Datenpanne bei O2 – bei einem Online-Gewinnspiel waren heute die Adressen von mehreren Hundert Teilnehmern offen einsehbar. Über Twitter und Facebook schlugen die Kunden Alarm. Es dauerte dann noch über eine Stunde, bis das Datenleck gestopft war.

iPad2 gewinnen – Einfach registrieren und empfehlen – Mit diesem Lockangebot hatte O2 (Telefonica) via Facebook und Twitter am Freitag-Mittag zu einem Gewinnspiel aufgerufen (genaue Uhrzeit unbekannt, Tweet und Facebook-Eintrag wurden gelöscht).

Klickt. man den dort veröffentlichten bit.ly Kurzlink bit.ly/kqW36Q, gelangt man auf die Seite des Gewinnspiels, auf der man sich für die Verlosung registrieren kann.

Das Problem heute Nachmittag: Die Felder waren schon alle ausgefüllt – von einer fremden Person.

Um an immer neue Datensätze zu gelangen, musste man lediglich die „Refresh“-Taste betätigen.

Damit nicht genug: Am Ende der Registrierung schlägt das O2-Formular vor, weitere Freunde für dieses Gewinnspiel zu ködern.
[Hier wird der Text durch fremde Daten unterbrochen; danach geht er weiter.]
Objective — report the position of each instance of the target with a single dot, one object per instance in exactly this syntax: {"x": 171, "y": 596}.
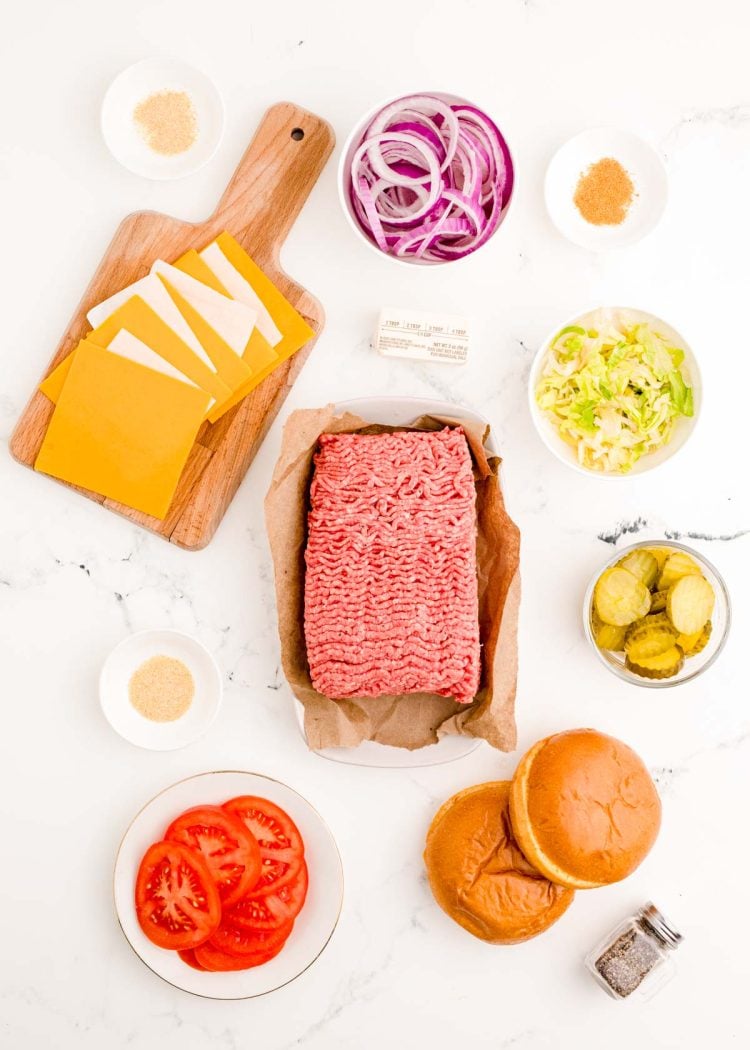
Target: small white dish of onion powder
{"x": 160, "y": 690}
{"x": 162, "y": 119}
{"x": 425, "y": 179}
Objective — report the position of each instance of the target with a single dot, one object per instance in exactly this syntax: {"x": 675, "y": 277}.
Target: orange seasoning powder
{"x": 604, "y": 192}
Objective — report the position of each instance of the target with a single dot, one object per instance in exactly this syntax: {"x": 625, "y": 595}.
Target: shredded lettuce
{"x": 613, "y": 392}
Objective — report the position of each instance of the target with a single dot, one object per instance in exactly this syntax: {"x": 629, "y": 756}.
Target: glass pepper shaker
{"x": 636, "y": 959}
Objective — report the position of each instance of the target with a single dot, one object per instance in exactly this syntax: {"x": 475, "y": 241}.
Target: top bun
{"x": 584, "y": 809}
{"x": 479, "y": 876}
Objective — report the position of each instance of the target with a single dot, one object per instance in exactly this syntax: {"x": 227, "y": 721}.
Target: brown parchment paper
{"x": 415, "y": 719}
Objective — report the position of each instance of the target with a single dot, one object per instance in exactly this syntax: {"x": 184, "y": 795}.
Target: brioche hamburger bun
{"x": 479, "y": 876}
{"x": 584, "y": 809}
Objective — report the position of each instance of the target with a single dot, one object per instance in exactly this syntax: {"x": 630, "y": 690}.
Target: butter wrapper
{"x": 422, "y": 336}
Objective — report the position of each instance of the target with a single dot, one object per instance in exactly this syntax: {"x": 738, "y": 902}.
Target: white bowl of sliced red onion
{"x": 425, "y": 179}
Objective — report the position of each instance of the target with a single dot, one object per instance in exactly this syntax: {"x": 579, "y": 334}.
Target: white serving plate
{"x": 127, "y": 656}
{"x": 312, "y": 928}
{"x": 137, "y": 83}
{"x": 401, "y": 412}
{"x": 684, "y": 427}
{"x": 645, "y": 167}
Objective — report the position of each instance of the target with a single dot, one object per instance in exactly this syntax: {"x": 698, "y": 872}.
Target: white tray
{"x": 401, "y": 412}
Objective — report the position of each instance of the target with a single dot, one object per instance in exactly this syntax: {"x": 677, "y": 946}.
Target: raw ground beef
{"x": 391, "y": 585}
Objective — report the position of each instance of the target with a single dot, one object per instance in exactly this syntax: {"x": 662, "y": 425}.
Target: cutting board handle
{"x": 275, "y": 175}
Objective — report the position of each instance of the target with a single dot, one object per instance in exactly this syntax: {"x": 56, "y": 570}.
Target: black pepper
{"x": 627, "y": 961}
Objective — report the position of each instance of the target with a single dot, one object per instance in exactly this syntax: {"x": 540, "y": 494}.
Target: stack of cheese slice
{"x": 176, "y": 348}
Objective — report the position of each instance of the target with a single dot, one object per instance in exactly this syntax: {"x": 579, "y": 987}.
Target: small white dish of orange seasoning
{"x": 162, "y": 119}
{"x": 605, "y": 188}
{"x": 160, "y": 689}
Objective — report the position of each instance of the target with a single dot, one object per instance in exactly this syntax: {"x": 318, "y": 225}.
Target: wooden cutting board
{"x": 264, "y": 197}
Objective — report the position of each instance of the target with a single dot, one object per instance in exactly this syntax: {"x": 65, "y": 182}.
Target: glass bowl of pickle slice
{"x": 658, "y": 613}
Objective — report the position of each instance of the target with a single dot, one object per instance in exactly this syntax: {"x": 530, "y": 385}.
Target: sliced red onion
{"x": 431, "y": 181}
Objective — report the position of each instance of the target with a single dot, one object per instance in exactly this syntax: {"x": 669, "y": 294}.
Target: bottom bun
{"x": 478, "y": 874}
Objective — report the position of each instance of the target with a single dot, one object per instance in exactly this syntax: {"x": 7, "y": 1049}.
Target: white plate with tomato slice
{"x": 228, "y": 884}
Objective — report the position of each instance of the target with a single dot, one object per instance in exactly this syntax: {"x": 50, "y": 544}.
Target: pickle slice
{"x": 606, "y": 635}
{"x": 643, "y": 565}
{"x": 649, "y": 636}
{"x": 661, "y": 553}
{"x": 678, "y": 565}
{"x": 691, "y": 645}
{"x": 659, "y": 601}
{"x": 665, "y": 666}
{"x": 690, "y": 604}
{"x": 620, "y": 599}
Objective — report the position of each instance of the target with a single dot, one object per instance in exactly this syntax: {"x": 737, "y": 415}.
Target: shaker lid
{"x": 660, "y": 925}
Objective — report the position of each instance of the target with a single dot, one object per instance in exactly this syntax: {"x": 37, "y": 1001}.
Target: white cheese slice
{"x": 233, "y": 321}
{"x": 241, "y": 290}
{"x": 126, "y": 344}
{"x": 154, "y": 294}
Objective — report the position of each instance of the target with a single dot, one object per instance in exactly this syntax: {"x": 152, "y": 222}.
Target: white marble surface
{"x": 74, "y": 580}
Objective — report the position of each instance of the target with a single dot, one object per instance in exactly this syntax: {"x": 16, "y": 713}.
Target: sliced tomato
{"x": 282, "y": 847}
{"x": 213, "y": 959}
{"x": 176, "y": 902}
{"x": 230, "y": 851}
{"x": 188, "y": 956}
{"x": 271, "y": 910}
{"x": 242, "y": 941}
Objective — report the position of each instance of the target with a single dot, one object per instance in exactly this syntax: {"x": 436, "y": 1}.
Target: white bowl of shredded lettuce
{"x": 615, "y": 392}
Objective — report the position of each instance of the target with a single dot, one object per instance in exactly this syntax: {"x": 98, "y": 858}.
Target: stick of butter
{"x": 423, "y": 337}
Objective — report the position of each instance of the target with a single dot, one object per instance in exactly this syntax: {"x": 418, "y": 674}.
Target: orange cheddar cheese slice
{"x": 122, "y": 429}
{"x": 294, "y": 330}
{"x": 194, "y": 266}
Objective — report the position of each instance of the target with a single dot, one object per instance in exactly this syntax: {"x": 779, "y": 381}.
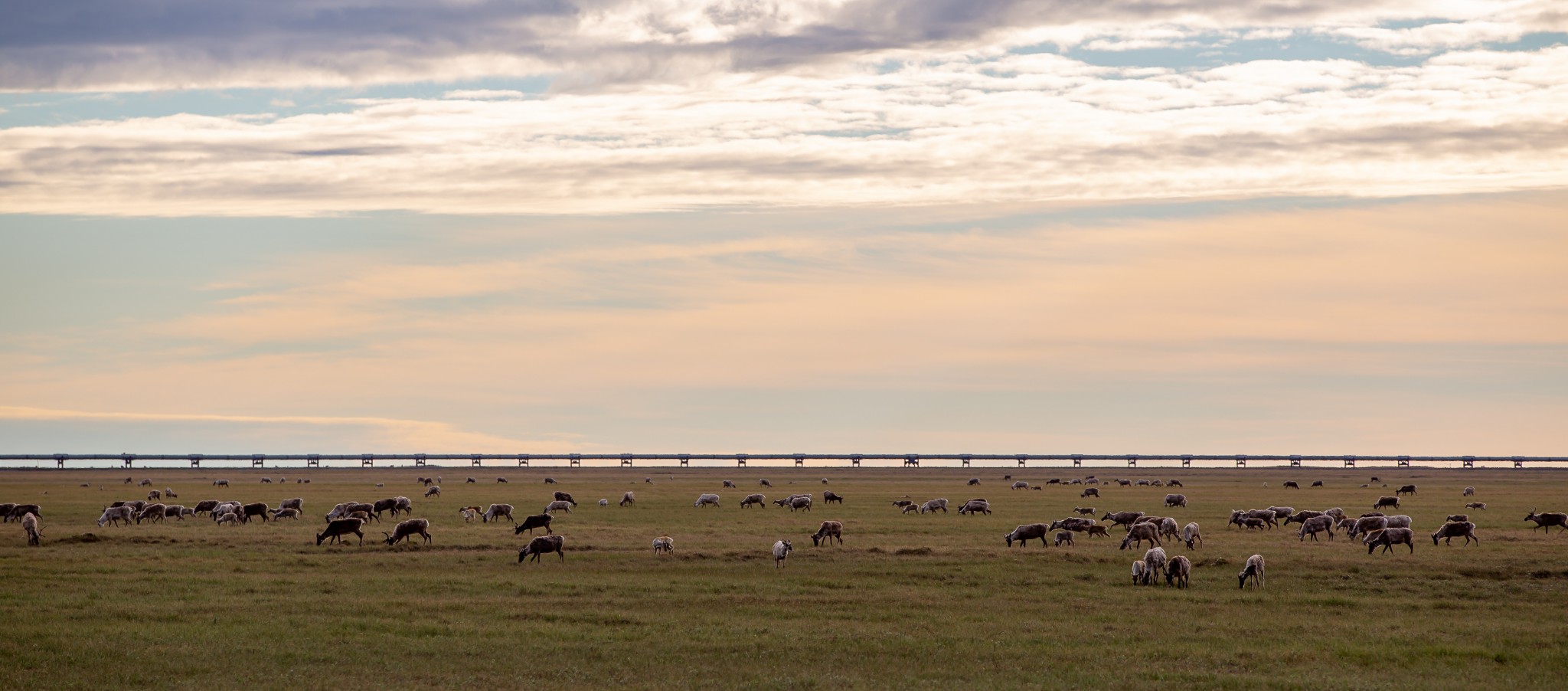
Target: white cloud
{"x": 172, "y": 44}
{"x": 954, "y": 128}
{"x": 483, "y": 95}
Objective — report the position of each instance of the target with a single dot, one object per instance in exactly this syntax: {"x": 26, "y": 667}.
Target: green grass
{"x": 918, "y": 602}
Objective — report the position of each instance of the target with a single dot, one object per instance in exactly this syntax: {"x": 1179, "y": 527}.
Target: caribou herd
{"x": 1374, "y": 529}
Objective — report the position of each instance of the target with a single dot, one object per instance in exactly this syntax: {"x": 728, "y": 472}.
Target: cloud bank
{"x": 952, "y": 128}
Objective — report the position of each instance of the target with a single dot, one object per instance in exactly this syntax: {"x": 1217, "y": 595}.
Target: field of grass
{"x": 908, "y": 601}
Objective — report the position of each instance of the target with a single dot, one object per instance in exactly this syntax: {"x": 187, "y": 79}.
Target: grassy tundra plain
{"x": 908, "y": 601}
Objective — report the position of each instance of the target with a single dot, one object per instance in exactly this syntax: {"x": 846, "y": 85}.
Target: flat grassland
{"x": 908, "y": 601}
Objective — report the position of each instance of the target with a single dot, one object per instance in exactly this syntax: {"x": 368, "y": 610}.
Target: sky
{"x": 1173, "y": 227}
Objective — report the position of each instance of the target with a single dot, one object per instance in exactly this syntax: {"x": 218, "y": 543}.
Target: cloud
{"x": 483, "y": 95}
{"x": 952, "y": 128}
{"x": 145, "y": 44}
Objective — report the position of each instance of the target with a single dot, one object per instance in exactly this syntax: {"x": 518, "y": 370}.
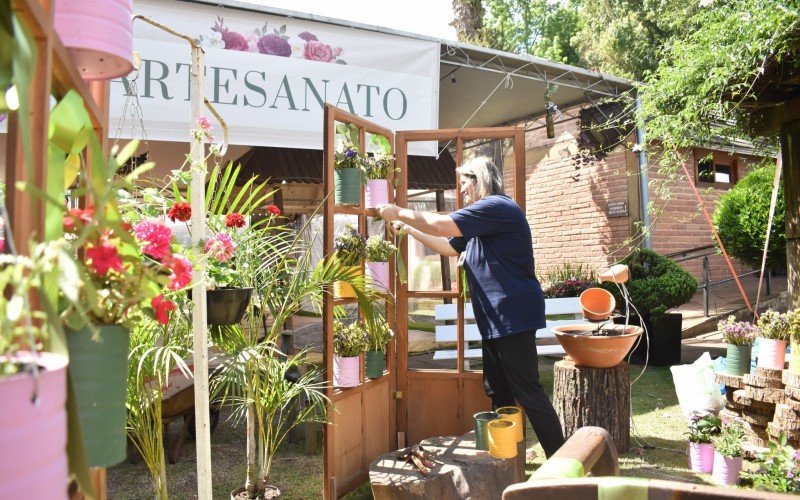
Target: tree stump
{"x": 460, "y": 471}
{"x": 594, "y": 396}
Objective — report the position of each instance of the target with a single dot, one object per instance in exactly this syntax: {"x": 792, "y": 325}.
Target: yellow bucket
{"x": 514, "y": 413}
{"x": 502, "y": 438}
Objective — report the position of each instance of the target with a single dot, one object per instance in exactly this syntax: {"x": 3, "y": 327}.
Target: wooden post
{"x": 594, "y": 396}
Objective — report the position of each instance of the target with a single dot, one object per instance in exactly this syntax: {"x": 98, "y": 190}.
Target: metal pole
{"x": 644, "y": 195}
{"x": 198, "y": 186}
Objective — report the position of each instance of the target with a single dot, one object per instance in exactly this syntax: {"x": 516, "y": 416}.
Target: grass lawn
{"x": 658, "y": 451}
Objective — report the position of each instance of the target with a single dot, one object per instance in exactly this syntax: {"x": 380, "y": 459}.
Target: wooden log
{"x": 761, "y": 381}
{"x": 598, "y": 397}
{"x": 460, "y": 471}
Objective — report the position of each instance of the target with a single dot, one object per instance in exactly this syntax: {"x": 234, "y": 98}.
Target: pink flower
{"x": 220, "y": 247}
{"x": 161, "y": 308}
{"x": 104, "y": 257}
{"x": 181, "y": 272}
{"x": 318, "y": 51}
{"x": 157, "y": 237}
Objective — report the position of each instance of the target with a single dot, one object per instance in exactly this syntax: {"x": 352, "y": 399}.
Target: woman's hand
{"x": 388, "y": 212}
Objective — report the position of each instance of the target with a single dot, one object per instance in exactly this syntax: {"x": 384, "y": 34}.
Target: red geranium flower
{"x": 180, "y": 211}
{"x": 161, "y": 308}
{"x": 104, "y": 257}
{"x": 235, "y": 220}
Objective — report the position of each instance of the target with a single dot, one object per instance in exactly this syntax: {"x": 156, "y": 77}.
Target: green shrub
{"x": 656, "y": 284}
{"x": 741, "y": 220}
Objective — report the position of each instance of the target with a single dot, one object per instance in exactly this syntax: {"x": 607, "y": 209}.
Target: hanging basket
{"x": 98, "y": 34}
{"x": 98, "y": 371}
{"x": 226, "y": 306}
{"x": 33, "y": 435}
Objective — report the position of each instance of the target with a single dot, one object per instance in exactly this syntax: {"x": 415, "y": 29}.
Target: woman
{"x": 493, "y": 241}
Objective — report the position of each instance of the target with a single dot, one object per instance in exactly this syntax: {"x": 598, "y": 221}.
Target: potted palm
{"x": 349, "y": 249}
{"x": 378, "y": 336}
{"x": 740, "y": 336}
{"x": 774, "y": 329}
{"x": 728, "y": 454}
{"x": 702, "y": 429}
{"x": 378, "y": 252}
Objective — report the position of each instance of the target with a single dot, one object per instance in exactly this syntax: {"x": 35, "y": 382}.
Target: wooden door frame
{"x": 458, "y": 136}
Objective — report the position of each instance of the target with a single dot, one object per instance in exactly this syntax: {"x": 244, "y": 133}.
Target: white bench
{"x": 552, "y": 307}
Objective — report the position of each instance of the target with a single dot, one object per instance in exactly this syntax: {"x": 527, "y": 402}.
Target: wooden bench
{"x": 553, "y": 307}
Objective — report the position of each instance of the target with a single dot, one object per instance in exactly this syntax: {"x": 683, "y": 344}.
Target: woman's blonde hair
{"x": 488, "y": 180}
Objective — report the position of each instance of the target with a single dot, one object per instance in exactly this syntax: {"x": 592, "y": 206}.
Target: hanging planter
{"x": 226, "y": 306}
{"x": 771, "y": 354}
{"x": 480, "y": 422}
{"x": 98, "y": 371}
{"x": 345, "y": 371}
{"x": 701, "y": 457}
{"x": 375, "y": 364}
{"x": 347, "y": 186}
{"x": 98, "y": 34}
{"x": 376, "y": 192}
{"x": 33, "y": 463}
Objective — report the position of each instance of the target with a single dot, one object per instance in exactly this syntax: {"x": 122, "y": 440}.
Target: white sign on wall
{"x": 269, "y": 76}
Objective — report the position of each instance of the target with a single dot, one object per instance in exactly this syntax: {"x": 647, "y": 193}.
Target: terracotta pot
{"x": 98, "y": 34}
{"x": 345, "y": 371}
{"x": 378, "y": 275}
{"x": 771, "y": 354}
{"x": 726, "y": 469}
{"x": 33, "y": 437}
{"x": 595, "y": 351}
{"x": 597, "y": 304}
{"x": 376, "y": 192}
{"x": 701, "y": 457}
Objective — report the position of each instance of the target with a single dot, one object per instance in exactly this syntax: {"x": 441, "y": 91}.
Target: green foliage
{"x": 656, "y": 284}
{"x": 703, "y": 428}
{"x": 729, "y": 441}
{"x": 741, "y": 218}
{"x": 778, "y": 469}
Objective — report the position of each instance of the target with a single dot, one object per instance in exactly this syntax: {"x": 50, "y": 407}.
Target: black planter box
{"x": 664, "y": 340}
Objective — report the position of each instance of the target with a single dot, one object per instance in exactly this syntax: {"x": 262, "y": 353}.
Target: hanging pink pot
{"x": 771, "y": 353}
{"x": 376, "y": 192}
{"x": 33, "y": 436}
{"x": 98, "y": 34}
{"x": 726, "y": 469}
{"x": 345, "y": 371}
{"x": 701, "y": 457}
{"x": 378, "y": 276}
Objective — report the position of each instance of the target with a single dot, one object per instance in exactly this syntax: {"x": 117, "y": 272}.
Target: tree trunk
{"x": 594, "y": 396}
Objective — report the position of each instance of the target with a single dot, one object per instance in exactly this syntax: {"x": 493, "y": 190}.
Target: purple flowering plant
{"x": 737, "y": 332}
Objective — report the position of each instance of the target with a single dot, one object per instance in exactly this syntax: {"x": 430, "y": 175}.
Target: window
{"x": 715, "y": 168}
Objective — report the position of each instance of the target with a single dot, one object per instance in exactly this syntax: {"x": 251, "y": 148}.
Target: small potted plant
{"x": 378, "y": 333}
{"x": 350, "y": 249}
{"x": 778, "y": 469}
{"x": 774, "y": 333}
{"x": 740, "y": 336}
{"x": 728, "y": 454}
{"x": 702, "y": 429}
{"x": 349, "y": 341}
{"x": 379, "y": 251}
{"x": 377, "y": 169}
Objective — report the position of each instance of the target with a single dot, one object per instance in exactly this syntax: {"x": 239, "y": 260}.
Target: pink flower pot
{"x": 345, "y": 371}
{"x": 376, "y": 192}
{"x": 378, "y": 275}
{"x": 98, "y": 34}
{"x": 33, "y": 437}
{"x": 771, "y": 353}
{"x": 701, "y": 457}
{"x": 726, "y": 469}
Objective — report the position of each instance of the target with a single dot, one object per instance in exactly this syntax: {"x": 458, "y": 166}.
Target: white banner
{"x": 269, "y": 76}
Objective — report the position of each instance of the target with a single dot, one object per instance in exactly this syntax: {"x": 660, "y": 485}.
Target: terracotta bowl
{"x": 595, "y": 351}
Bei einigen Teilnehmern waren auch diese Felder bereits ausgefüllt – mit den Namen und E-Mailadressen weiterer Kunden.

Auf diesem Weg bin ich im Laufe des Nachmittags an rund 50 Namen und Adressen gelangt, die mir von Betroffenen zugeschickt worden sind.

Ein Gewinnspielteilnehmer, der von seinem „Glück“ noch gar nichts wusste, war Max Mustermann (Name geändert:-). Er war sehr überrascht über meinen Anruf:

Musikvideo: Adobe Flash Player (Version 9 oder höher) wird benötigt um dieses Musikvideo abzuspielen. Die aktuellste Version steht hier zum herunterladen bereit. Außerdem muss JavaScript in Ihrem Browser aktiviert sein.

(Audiofile – zum Abspielen auf den Player drücken)

Obwohl die Kunden auf Facebook und Twitter sofort. Alarm schlugen, dauerte es über eine Stunde, bis die Panne behoben war. “Nur 60 Minuten” wie Albert Fetsch, Pressesprecher bei O2 später in einem Telefonat betonte. Hier das Gespräch im Original:

Musikvideo: Adobe Flash Player (Version 9 oder höher) wird benötigt um dieses Musikvideo abzuspielen. Die aktuellste Version steht hier zum herunterladen bereit. Außerdem muss JavaScript in Ihrem Browser aktiviert sein.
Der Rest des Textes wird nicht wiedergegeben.